Abstract: We often conceive of the progress of a system as its decreasing distance to some goal state. When climbing a mountain, you are making progress in virtue of decreasing your distance to the summit. Call this the teleological conception of progress. Some philosophers view the moral progress of societies analogously. Our moral norms, beliefs, and institutions are making progress in virtue of coming ever closer to the ideal norms, beliefs, and institutions. Pragmatists instead see moral progress in terms of problem-solving. Changes to our norms, beliefs, and institutions count as progressive not in virtue of decreasing distance to their ideal counterparts, but because they help resolve problems, crises, and conflicts which beset us in the present.
Contemporary progress-pragmatists (Roth, Kitcher, Jaeggi), harkening back to Dewey, argue for their conception of moral progress via the rejection of the teleological conception. But it is not clear if this inference is valid, because the teleological and pragmatic conceptions of progress are not exhaustive alternatives. In this talk I will clarify the relationship between the teleological and pragmatic conceptions of progress and thereby establish the argumentative burden of the pragmatist.

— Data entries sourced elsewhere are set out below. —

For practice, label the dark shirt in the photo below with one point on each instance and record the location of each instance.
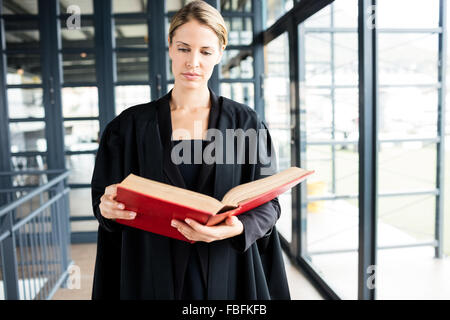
(194, 287)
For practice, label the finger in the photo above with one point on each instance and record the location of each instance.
(202, 232)
(111, 190)
(230, 220)
(197, 226)
(113, 204)
(122, 214)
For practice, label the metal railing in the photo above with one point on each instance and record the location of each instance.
(34, 235)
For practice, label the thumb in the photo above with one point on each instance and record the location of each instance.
(231, 220)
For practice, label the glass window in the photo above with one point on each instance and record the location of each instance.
(321, 19)
(175, 5)
(81, 135)
(237, 64)
(413, 14)
(79, 207)
(38, 162)
(25, 103)
(79, 67)
(317, 58)
(345, 15)
(239, 30)
(22, 34)
(277, 115)
(24, 68)
(407, 112)
(275, 9)
(131, 33)
(407, 58)
(238, 6)
(240, 92)
(127, 96)
(85, 6)
(129, 6)
(132, 66)
(83, 37)
(80, 102)
(20, 7)
(28, 136)
(329, 109)
(80, 165)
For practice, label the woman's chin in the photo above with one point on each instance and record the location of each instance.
(190, 84)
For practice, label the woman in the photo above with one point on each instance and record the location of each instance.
(238, 259)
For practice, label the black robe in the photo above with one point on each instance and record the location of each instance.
(134, 264)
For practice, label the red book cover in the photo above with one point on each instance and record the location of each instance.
(154, 214)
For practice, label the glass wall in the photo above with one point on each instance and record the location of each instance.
(278, 117)
(408, 48)
(329, 103)
(24, 88)
(80, 108)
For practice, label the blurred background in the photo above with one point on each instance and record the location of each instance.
(361, 102)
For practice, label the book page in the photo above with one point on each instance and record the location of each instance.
(167, 192)
(258, 187)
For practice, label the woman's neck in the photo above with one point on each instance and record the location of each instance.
(189, 99)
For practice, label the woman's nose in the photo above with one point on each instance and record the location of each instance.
(193, 60)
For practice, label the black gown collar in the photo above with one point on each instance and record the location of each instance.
(165, 129)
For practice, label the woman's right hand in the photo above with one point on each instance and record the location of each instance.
(110, 208)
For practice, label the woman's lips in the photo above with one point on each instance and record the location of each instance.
(190, 76)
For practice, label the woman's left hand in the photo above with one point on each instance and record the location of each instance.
(195, 231)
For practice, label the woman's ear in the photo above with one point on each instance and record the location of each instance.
(220, 55)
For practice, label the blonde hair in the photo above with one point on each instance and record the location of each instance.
(205, 14)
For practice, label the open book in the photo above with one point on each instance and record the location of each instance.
(156, 203)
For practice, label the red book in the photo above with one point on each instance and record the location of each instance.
(156, 203)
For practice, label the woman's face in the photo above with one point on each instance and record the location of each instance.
(194, 52)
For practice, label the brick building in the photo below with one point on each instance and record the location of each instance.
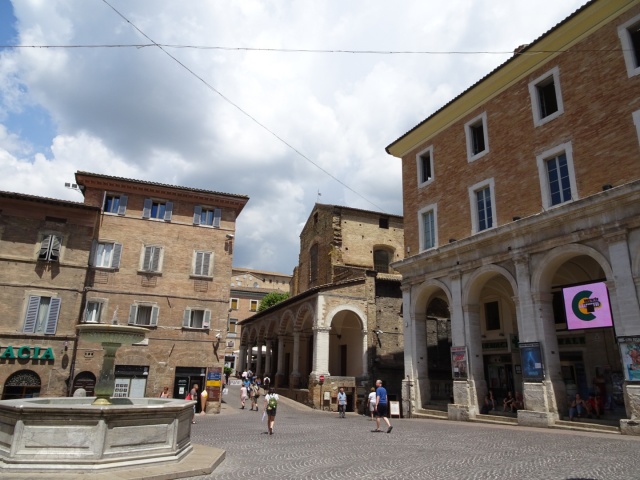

First, I will distinguish three ways in which progress can fail to be teleological: (i) there is no intrinsic maximum in the dimension of progress, (ii) there is a plurality of dimensions of progress, and (iii) dimensions of progress are context dependent. Only (iii) would establish pragmatism. Second, I will argue that moral progress plausibly fails to be teleological because of (i) and (ii), but that there are no prima facie good arguments for (iii). Finally, I will argue that accepting (iii) in the case of moral progress threatens to undermine the rationality of making moral progress.